A representante da empresa garantiu que o objetivo da nova gestão é salvar a empresa de uma falência e manter as atividades do grupo. “A Paranapanema é uma referência para o setor e vem tentando sobreviver há alguns anos. A ideia é que usemos essa medida legal prevista na legislação para que possamos reestruturar as atividades do grupo. O processo foi aceito pela justiça na terça-feira e já foi nomeado um administrador judicial que atestou que a empresa tem condições de se reestruturar e pagar suas dívidas. Fizemos acordo com os fornecedores mais importantes e vamos manter todos os empregos. Mas o processo não é indolor, precisamos da colaboração de fornecedores de energia, gás, para que mantenham o fornecimento ativo”, disse Fabiana.
Já Sapão diz que a situação não é tão tranquila assim. Ele citou as 110 demissões, 23 na Bahia e 87 em São Paulo, ocorridas pouco antes da recuperação judicial, como demonstração da preocupação, principalmente porque, com o processo de recuperação, esses trabalhadores ficaram sem receber suas rescisões trabalhistas. “Mandaram um representante em vez de termos aqui o presidente para uma discussão tão importante. Nos últimos anos tem sido dessa forma; a direção da empresa não conversa com o sindicato ou com os trabalhadores para, juntos, traçarmos alternativas”, disse o sindicalista. Ele lembrou da mobilização que o Sindicato dos Metalúrgicos de Santo André fez em 2020 levando trabalhadores para protestar em São Paulo, em frente à sede do banco canadense Scotiabank que tinha pedido a falência da empresa. Após o manifesto o pedido foi retirado.
“Estamos cobrando que a empresa tenha transparência para que os trabalhadores possam se precaver, porque temos duas situações, a amargura e angústia do trabalhador que foi demitido e que ficou sem previsão de receber a rescisão. Esse pagamento pode vir em oito meses, ou em um ano.
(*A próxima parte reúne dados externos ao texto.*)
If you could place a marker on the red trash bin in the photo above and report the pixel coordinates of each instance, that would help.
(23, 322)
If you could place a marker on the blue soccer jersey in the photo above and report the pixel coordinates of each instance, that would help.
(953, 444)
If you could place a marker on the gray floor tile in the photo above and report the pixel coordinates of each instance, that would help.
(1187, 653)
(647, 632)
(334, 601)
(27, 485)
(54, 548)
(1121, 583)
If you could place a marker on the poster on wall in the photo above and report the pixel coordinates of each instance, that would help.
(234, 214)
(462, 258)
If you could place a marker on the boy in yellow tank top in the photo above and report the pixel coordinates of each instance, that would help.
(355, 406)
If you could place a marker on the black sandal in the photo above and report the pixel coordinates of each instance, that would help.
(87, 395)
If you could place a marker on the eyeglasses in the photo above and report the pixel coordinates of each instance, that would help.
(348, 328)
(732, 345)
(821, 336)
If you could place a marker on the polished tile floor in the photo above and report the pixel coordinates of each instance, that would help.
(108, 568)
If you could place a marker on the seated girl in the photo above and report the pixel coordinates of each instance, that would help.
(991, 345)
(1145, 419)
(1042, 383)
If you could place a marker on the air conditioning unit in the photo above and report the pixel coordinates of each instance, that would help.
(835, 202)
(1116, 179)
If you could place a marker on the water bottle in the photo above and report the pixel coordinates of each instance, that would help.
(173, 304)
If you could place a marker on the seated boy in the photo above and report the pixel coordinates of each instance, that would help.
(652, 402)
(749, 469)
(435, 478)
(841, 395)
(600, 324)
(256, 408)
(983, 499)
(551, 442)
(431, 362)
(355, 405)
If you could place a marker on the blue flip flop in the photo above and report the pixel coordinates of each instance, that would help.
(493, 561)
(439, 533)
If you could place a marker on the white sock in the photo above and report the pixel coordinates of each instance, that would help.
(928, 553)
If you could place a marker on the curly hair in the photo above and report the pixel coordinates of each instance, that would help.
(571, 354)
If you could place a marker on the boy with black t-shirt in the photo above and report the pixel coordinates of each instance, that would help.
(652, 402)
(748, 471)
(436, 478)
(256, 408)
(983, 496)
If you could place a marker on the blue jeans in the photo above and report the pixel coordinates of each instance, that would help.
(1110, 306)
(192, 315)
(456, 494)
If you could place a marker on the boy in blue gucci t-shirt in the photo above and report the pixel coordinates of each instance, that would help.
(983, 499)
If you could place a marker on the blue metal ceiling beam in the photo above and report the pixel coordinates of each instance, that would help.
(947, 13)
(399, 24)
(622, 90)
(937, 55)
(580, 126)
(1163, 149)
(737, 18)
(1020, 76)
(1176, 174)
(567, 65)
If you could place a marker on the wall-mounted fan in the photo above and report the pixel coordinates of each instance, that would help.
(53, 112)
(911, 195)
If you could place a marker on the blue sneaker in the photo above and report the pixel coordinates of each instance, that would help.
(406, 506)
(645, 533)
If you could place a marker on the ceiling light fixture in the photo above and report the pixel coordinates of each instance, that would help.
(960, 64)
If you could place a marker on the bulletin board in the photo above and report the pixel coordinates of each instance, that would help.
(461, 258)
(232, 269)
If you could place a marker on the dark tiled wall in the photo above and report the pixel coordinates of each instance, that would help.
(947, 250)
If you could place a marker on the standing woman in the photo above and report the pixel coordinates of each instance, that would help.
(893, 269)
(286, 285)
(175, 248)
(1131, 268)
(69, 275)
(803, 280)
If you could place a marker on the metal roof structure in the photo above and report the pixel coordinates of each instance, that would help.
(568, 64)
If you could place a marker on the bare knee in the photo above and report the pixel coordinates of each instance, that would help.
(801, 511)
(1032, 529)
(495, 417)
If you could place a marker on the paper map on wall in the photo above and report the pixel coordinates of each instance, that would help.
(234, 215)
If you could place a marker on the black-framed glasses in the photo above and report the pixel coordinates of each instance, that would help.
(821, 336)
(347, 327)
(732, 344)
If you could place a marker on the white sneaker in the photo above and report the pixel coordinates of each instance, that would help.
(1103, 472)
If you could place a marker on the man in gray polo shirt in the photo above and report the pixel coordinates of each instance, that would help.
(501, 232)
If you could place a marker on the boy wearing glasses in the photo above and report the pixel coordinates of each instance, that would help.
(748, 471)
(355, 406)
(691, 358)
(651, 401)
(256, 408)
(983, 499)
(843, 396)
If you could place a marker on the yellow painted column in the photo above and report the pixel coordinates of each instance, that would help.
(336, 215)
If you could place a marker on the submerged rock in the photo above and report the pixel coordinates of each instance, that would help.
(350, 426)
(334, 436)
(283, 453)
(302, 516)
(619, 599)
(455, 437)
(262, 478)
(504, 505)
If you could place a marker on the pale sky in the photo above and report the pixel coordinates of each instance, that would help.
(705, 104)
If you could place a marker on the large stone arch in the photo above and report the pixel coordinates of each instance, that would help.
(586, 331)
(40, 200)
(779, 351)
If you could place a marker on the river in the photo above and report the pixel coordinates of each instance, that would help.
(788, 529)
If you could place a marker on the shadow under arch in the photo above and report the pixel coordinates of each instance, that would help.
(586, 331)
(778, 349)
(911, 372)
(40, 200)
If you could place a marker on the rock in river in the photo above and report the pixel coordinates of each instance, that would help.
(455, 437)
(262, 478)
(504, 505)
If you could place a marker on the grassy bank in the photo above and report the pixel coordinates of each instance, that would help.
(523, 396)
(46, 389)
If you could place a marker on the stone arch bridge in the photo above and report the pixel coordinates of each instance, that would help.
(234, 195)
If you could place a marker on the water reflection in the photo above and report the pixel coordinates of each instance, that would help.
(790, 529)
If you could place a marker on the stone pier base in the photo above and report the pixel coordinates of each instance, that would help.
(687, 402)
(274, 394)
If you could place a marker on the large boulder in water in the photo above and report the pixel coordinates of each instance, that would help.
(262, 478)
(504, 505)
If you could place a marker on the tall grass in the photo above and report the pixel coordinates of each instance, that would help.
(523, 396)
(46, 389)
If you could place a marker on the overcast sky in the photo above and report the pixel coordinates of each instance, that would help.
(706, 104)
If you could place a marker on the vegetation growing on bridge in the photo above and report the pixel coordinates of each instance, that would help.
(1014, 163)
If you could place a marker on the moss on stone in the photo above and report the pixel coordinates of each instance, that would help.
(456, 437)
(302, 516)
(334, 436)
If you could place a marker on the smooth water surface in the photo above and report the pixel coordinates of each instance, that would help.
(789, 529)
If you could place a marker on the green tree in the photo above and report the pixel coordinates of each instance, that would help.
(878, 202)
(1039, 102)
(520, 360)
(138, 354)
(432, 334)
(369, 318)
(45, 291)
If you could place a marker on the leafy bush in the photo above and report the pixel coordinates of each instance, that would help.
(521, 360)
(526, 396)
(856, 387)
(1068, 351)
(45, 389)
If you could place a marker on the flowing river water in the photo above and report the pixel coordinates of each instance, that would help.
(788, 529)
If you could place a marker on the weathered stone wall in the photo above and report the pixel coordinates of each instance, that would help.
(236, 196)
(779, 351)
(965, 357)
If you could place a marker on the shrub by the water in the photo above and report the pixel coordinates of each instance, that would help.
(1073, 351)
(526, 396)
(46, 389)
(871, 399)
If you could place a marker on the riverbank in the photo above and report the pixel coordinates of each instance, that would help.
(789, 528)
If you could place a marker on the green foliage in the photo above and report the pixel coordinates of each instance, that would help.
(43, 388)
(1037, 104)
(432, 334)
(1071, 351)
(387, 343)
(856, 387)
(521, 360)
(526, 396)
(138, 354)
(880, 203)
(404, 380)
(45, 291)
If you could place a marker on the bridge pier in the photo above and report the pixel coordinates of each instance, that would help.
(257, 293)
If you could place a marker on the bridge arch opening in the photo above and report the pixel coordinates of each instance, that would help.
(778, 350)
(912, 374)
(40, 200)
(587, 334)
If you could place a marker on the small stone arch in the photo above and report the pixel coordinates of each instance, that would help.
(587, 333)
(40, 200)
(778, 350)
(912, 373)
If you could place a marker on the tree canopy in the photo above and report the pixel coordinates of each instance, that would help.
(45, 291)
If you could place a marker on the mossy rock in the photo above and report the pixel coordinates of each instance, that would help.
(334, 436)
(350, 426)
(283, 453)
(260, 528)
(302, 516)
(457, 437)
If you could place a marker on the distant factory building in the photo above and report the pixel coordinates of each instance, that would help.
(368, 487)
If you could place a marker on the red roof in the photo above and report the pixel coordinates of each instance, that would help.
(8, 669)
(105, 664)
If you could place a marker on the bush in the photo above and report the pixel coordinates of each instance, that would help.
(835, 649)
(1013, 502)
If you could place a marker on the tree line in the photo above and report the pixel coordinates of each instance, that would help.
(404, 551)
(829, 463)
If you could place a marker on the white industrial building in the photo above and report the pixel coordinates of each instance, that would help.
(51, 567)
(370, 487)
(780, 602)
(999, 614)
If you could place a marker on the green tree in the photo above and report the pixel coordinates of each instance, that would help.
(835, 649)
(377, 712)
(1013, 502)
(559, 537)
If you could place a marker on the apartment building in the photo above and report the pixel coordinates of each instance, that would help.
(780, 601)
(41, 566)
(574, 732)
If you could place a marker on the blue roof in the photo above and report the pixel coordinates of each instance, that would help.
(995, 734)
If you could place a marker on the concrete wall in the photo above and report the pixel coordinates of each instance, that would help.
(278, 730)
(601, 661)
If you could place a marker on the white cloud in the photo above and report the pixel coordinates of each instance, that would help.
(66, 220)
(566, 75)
E a segunda situação é a dos trabalhadores que ficaram, que não sabem se terão um futuro na empresa, se ela vai realmente reagir”, disse Sapão durante a audiência na Câmara Federal.
A advogada que representa a nova gestão disse que os ajustes foram “mínimos” diante do tamanho da empresa. “Não é um calote eles (trabalhadores demitidos) serão pagos ao longo da recuperação judicial e terão prioridade”.
O deputado Daniel Almeida disse que a empresa tem a oportunidade de resgatar a confiança dos trabalhadores. “Eles são parte fundamental e inseparável desse processo e essa comissão vai acompanhar e continuar dialogando”, disse o parlamentar ao encerrar a audiência.
Em entrevista ao RD, Almeida disse que a reunião foi produtiva dentro do que a comissão poderia fazer. “Eu acho que foi produtiva sim, até porque como é uma empresa privada há pouco o que se possa fazer dentro da política. Mesmo assim assumi o compromisso de ajudar a encontrar uma solução”, disse o deputado do PCdoB. O comunista disse que apesar da mudança de governo em 2023, é possível a continuidade do acompanhamento pela Câmara e pelo próprio deputado que foi reeleito. Ele também tem esperança de buscar aproximar o novo governo da questão para ver o que pode ser feito.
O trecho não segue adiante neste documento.